I've got a list as long as my arm of questions and if YOU have query to ask someone who's reached a serious dividend income, click here
While my apartments were just about turning a profit over the last decade and a half, Mike's stock investments were making him rich! He's the real deal!
Comparing Mike's situation with mine has persuaded me to switch from property to stock investing once and for all.
This blog is my diary as I attempt to go from a property investor reliant on rental income to a heat-seeking dividend hunter!
I expect there to frustration, joy, laughter and probably a few tears over the coming years and I’m going to share it all on these pages.
When I was in my 20s I managed to purchase a one-bedroom studio apartment in my home town of Windsor, UK, 25 miles West of London.
It was a bit shabby, and although I’m - to risk the understatement of the decade - NO home repair specialist, I asked friends how to do simple decorating, rolled up my sleeves, sanded, painted and updated the property as best as I could with what time and money I had.
Ah ... the heady days of owning your first home!
My apartment's before (above) and after (below) pics... Perhaps I didn't do too bad a renovation job - and the classic white IKEA furniture looked pretty good! [Gotta love that 1990s TV and antenna!]
Then, thanks to getting a job with a travel company, being accommodated overseas as part of my salary package, I more or less fell into being a landlord.
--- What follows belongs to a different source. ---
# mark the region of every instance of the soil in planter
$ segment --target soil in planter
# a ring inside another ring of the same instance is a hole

A fabulous, caring (and stunningly gorgeous) Dutch executive named Hilary moved into the property - the rent was guaranteed by her company and I was set for fabulous wealth ... or so I thought...
It all started so well: I had bought the property for £109,000 ($157,000 at that time) and the monthly gross income was £725 ($1,080) meaning it returned an impressive 8.25% in the first year.
The monthly income comfortably paid my mortgage and there was a tidy sum left over to add to my my 20-something lifestyle ;-)
Then, while on a work trip to Johannesburg, South Africa, I read Robert Kiyosaki's "Rich Dad Poor Dad" and my financial life changed.
I realised true wealth comes from having assets that pay consistent income and that instead of wasting the cash a wealthy person would re-invest that excess into another asset to generate further income.
Then I could simply “rinse and repeat” the whole beautiful process over and over and build a portfolio with larger and larger income.
On my next visit back to the apartment to have coffee with my gorgeous tenant (on the pretext of inspecting the property for damage...!), I noticed something I might otherwise have overlooked: A plumber was carrying out a radiator from the apartment opposite...
A short conversation later, I learned that the old lady who had lived there had died and her family were renovating the place to sell.
Fast forward 6 months and I had split the equity I had in apartment #1 in half to make a second down payment, taken an interest-only mortgage and bought apartment #2 for £125,000 ($181,000) as well.
I was 25 and the owner of two rental properties in a great neighbourhood of a swanky town just outside London. Both properties were rented out for good money and the cash was rolling in.
“Yeah baby, let the good times roll” I thought...
So why do I now want to change from property to stock investing? and why would I advise anyone just starting out to change from property to stock investing right at the beginning?
The short answer is that two things happened to unseat my “Trump-style property magnate” ambitions:
When the fabulous Hilary moved out, she was irreplaceable - in more ways than one (!)
The real estate agent recommended lowering the rent, which finally did the trick, after a 4-month void period, costing £3,000 (nearly US$5,000).
That should have been a warning sign for me ... Property prices in the town were rising steadily, but my apartment had to be let for less. The return on investment was now 6.7%, still enough to make a profit, but not really what should happen - you’d think that rents should follow purchase prices, right?
But, they didn’t. Dozens of people like me had seen the buy-to-let opportunity and flooded into the market using cheap, low down-payment, interest-only mortgages.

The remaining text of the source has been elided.